Taxpayers are sometimes issued with information notices requiring them to provide HM Revenue and Customs (HMRC) with information and documents ‘reasonably required’ to check the taxpayer’s tax position (or to collect a taxpayer’s tax debt).
‘Possession or power’?
However, there are various restrictions on HMRC’s powers. One such restriction is that HMRC can only require the taxpayer to produce a document if it is in their ‘possession or power’.
This test has two alternative limbs. For example, an individual’s personal bank statements for the tax year 2020/21 should be in their ‘possession’ or ‘power’; even if they don’t possess paper statements due to online banking, it will generally be in their power to download and print statements or at least obtain paper copies from the bank.
Trust deed
However, in some cases it may be less clear cut whether a document is in someone’s possession or power. For example, in Cotswold Financial Planning Ltd v Revenue and Customs [2021] UKFTT 198 (TC), HMRC opened an enquiry into the company’s tax returns for two years and stated in a letter that it was also undertaking a PAYE compliance check, including in relation to a remuneration trust. HMRC issued an information notice requesting a list of documents and information.

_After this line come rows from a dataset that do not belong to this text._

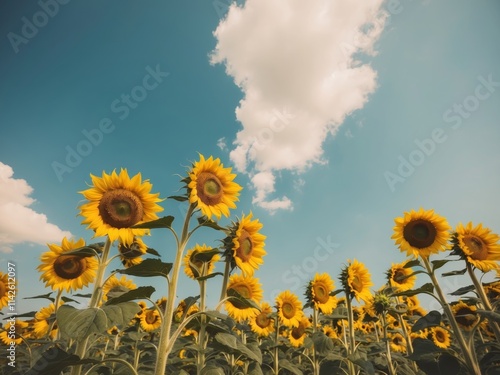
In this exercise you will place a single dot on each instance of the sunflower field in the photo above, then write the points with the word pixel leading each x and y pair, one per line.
pixel 345 326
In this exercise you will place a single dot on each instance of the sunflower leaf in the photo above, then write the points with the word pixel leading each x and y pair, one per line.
pixel 148 268
pixel 164 222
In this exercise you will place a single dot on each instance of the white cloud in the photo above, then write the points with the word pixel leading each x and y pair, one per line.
pixel 18 222
pixel 297 63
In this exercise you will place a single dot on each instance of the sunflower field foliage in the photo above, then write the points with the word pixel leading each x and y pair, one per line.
pixel 340 325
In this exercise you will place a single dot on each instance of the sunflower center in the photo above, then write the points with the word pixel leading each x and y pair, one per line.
pixel 420 233
pixel 70 266
pixel 209 188
pixel 321 294
pixel 477 246
pixel 121 208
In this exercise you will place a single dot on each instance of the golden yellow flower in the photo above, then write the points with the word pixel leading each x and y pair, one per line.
pixel 70 272
pixel 318 293
pixel 117 202
pixel 399 277
pixel 421 233
pixel 478 245
pixel 211 187
pixel 195 267
pixel 248 287
pixel 115 287
pixel 261 323
pixel 289 309
pixel 248 245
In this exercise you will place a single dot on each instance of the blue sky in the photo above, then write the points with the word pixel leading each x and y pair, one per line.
pixel 337 131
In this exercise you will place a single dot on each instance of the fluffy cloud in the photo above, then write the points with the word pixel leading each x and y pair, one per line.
pixel 18 222
pixel 298 65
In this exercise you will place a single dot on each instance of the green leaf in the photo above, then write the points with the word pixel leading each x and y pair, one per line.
pixel 164 222
pixel 139 293
pixel 148 268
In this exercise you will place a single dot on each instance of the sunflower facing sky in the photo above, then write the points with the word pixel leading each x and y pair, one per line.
pixel 211 187
pixel 421 233
pixel 70 272
pixel 478 246
pixel 117 202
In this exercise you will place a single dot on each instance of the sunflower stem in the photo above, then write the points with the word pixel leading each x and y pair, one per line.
pixel 470 362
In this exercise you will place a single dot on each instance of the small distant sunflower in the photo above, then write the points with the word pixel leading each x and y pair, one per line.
pixel 131 255
pixel 289 309
pixel 298 334
pixel 478 246
pixel 195 267
pixel 399 277
pixel 117 202
pixel 261 323
pixel 248 287
pixel 115 287
pixel 318 293
pixel 70 272
pixel 421 233
pixel 211 187
pixel 356 281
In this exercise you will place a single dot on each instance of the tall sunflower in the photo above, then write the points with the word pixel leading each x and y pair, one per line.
pixel 249 288
pixel 248 245
pixel 318 293
pixel 196 265
pixel 421 233
pixel 478 246
pixel 117 202
pixel 262 324
pixel 356 281
pixel 211 187
pixel 70 272
pixel 289 309
pixel 401 278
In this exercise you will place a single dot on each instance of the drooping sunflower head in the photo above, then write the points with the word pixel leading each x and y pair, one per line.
pixel 421 233
pixel 211 187
pixel 356 281
pixel 70 272
pixel 477 245
pixel 247 287
pixel 401 278
pixel 117 202
pixel 318 293
pixel 247 244
pixel 131 254
pixel 200 261
pixel 289 309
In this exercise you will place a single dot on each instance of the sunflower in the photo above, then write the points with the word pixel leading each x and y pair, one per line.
pixel 115 287
pixel 262 324
pixel 318 293
pixel 197 265
pixel 150 320
pixel 478 246
pixel 289 309
pixel 465 315
pixel 298 334
pixel 130 255
pixel 248 287
pixel 401 278
pixel 356 281
pixel 248 244
pixel 117 202
pixel 421 233
pixel 70 272
pixel 211 187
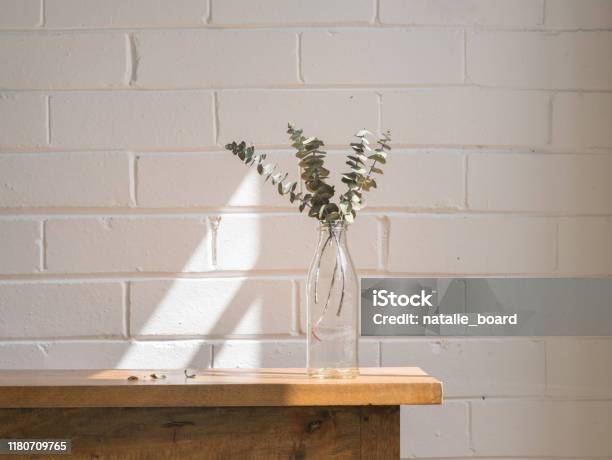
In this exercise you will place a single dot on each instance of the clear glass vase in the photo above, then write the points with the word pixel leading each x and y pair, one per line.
pixel 332 297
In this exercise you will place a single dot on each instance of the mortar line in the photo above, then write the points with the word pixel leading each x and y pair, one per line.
pixel 133 60
pixel 43 13
pixel 296 329
pixel 208 18
pixel 48 110
pixel 43 245
pixel 550 118
pixel 470 427
pixel 379 114
pixel 215 106
pixel 133 172
pixel 465 73
pixel 557 243
pixel 465 181
pixel 127 308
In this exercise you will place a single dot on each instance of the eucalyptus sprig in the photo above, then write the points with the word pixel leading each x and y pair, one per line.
pixel 364 162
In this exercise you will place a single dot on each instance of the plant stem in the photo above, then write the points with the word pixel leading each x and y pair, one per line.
pixel 319 267
pixel 339 256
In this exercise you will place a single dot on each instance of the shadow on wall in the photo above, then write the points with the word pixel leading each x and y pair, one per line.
pixel 193 311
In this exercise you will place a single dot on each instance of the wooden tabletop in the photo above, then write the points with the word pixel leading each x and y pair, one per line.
pixel 215 388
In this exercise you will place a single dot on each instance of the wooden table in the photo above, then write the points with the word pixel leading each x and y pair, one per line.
pixel 220 413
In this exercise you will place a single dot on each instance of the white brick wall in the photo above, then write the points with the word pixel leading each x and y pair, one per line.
pixel 113 117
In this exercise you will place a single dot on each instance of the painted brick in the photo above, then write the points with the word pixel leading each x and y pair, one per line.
pixel 256 242
pixel 583 14
pixel 413 180
pixel 545 183
pixel 132 120
pixel 261 117
pixel 67 14
pixel 472 245
pixel 278 353
pixel 94 245
pixel 248 58
pixel 107 354
pixel 573 60
pixel 19 246
pixel 582 120
pixel 574 366
pixel 188 182
pixel 474 367
pixel 23 121
pixel 55 61
pixel 445 116
pixel 427 56
pixel 435 431
pixel 462 12
pixel 18 14
pixel 211 307
pixel 60 310
pixel 585 246
pixel 67 180
pixel 542 428
pixel 294 12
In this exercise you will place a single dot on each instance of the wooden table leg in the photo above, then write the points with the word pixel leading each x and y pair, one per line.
pixel 339 432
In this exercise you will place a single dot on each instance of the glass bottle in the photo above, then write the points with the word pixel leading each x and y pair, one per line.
pixel 332 297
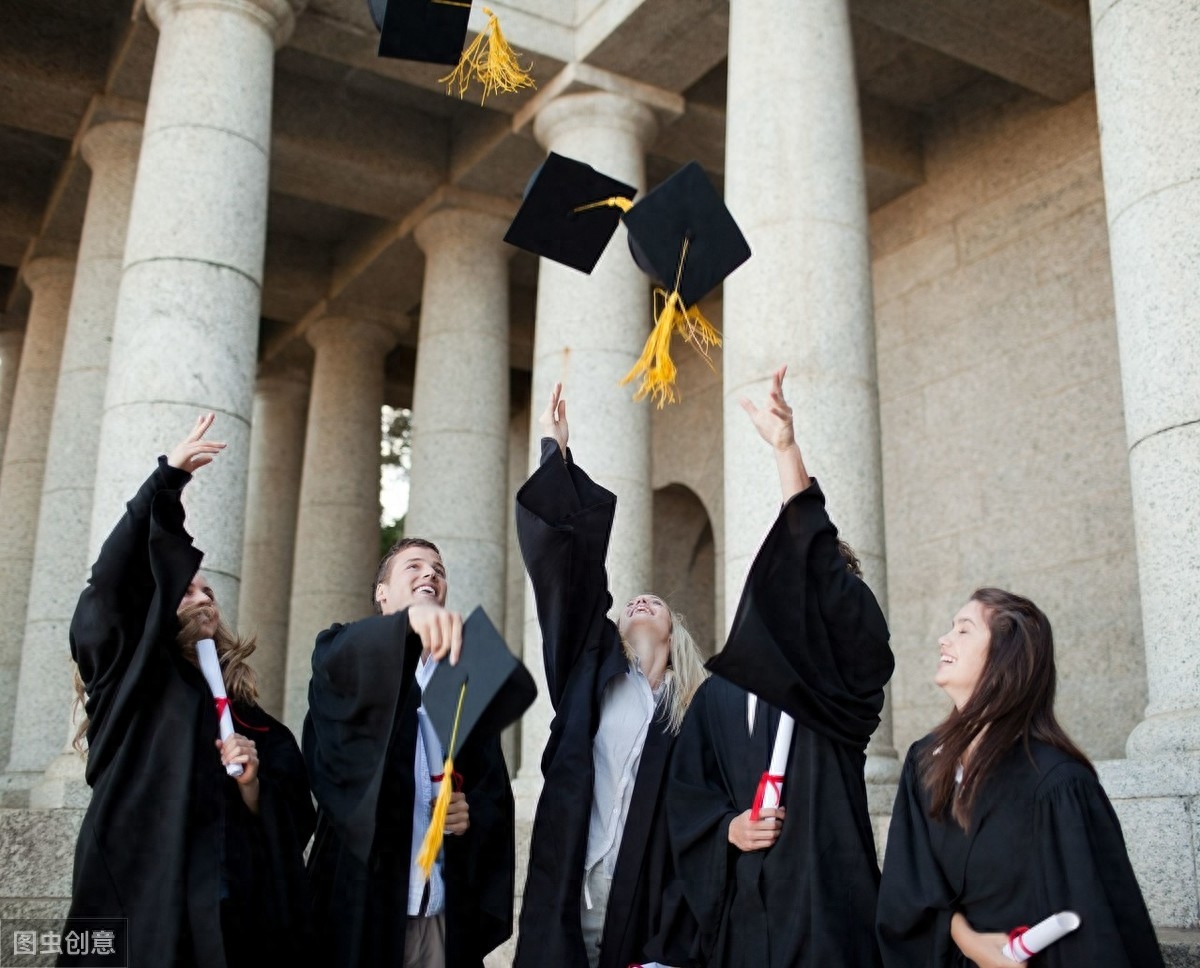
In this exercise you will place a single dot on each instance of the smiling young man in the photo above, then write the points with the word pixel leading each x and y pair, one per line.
pixel 365 743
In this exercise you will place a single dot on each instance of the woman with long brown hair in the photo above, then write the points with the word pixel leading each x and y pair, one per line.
pixel 1000 821
pixel 184 861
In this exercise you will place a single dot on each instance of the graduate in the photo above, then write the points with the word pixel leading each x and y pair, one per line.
pixel 797 887
pixel 600 889
pixel 205 866
pixel 373 779
pixel 1000 821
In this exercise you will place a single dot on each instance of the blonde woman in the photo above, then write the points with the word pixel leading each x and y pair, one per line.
pixel 601 889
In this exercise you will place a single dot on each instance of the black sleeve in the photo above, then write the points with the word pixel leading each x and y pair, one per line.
pixel 699 816
pixel 112 613
pixel 916 901
pixel 1083 866
pixel 360 675
pixel 485 855
pixel 564 519
pixel 809 636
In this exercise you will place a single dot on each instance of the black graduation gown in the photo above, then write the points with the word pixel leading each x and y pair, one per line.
pixel 1043 839
pixel 563 524
pixel 808 638
pixel 359 740
pixel 165 821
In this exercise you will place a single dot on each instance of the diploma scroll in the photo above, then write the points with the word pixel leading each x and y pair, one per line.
pixel 207 651
pixel 1025 942
pixel 771 785
pixel 433 753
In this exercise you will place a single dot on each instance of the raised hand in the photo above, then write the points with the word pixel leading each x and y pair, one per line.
pixel 774 420
pixel 553 419
pixel 195 451
pixel 439 630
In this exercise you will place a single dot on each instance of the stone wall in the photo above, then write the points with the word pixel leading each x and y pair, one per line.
pixel 1003 434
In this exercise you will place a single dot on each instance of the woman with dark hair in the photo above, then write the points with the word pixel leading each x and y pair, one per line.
pixel 1000 821
pixel 601 888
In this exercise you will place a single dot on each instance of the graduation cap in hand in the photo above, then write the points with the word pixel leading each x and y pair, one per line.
pixel 435 31
pixel 486 691
pixel 569 212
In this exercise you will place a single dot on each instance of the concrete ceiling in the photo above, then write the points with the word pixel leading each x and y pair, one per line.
pixel 363 144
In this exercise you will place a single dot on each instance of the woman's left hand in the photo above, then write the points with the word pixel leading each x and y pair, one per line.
pixel 240 750
pixel 984 949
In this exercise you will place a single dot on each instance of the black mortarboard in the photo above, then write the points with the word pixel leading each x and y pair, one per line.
pixel 564 215
pixel 499 687
pixel 685 208
pixel 429 30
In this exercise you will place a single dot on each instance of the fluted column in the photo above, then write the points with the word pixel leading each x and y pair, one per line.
pixel 457 491
pixel 809 236
pixel 24 466
pixel 187 317
pixel 1147 56
pixel 60 558
pixel 589 332
pixel 273 498
pixel 337 523
pixel 10 359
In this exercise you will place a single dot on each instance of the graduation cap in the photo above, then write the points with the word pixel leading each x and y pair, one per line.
pixel 435 31
pixel 682 235
pixel 486 691
pixel 569 212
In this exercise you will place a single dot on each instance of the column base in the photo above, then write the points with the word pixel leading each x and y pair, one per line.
pixel 1158 804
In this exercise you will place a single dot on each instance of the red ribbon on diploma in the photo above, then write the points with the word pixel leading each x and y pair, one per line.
pixel 772 781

The company produced all the documents and information requested in stages, apart from the trust deed for the remuneration trust. HMRC subsequently issued a fixed penalty of £300 for failing to comply with the information notice. The company appealed on the basis that the trust deed was not in its possession or power and that it had made ‘numerous and serious attempts to obtain the trust deed from the relevant parties and will continue to do so’. HMRC also issued daily penalties.
Unfortunately for the company, the First-tier Tribunal (FTT) decided that the trust deed was within the company’s power. As to whether the company had a reasonable excuse for failing to provide HMRC with the trust deed, the FTT noted that the company waited over five months from the initial information notice before making its first written request to the trustees. Ultimately, all it had taken was a phone call to the trustees to insist on the provision of the trust deed for it to be forthcoming within a few days.
HMRC’s view
HMRC considers that ‘possession’ means that the taxpayer has physical control over the document, irrespective of who the document actually belongs to. Furthermore, a document is in the taxpayer’s ‘power’ if they can obtain the document from whoever holds it.
This ‘ability’ to get the document can be through a legal entitlement to make the person holding it give it to them, or the influence that the taxpayer has on the person who owns or possesses the document (see HMRC’s Compliance Handbook manual at CH22120).
Practical point
There is a taxpayer right of appeal against information notices (subject to certain exceptions), and against penalties for non-compliance. An appeal should be considered if the taxpayer can demonstrate that a document is not in their possession or power, or if they can satisfactorily explain why they are unable to produce a document that is within their power.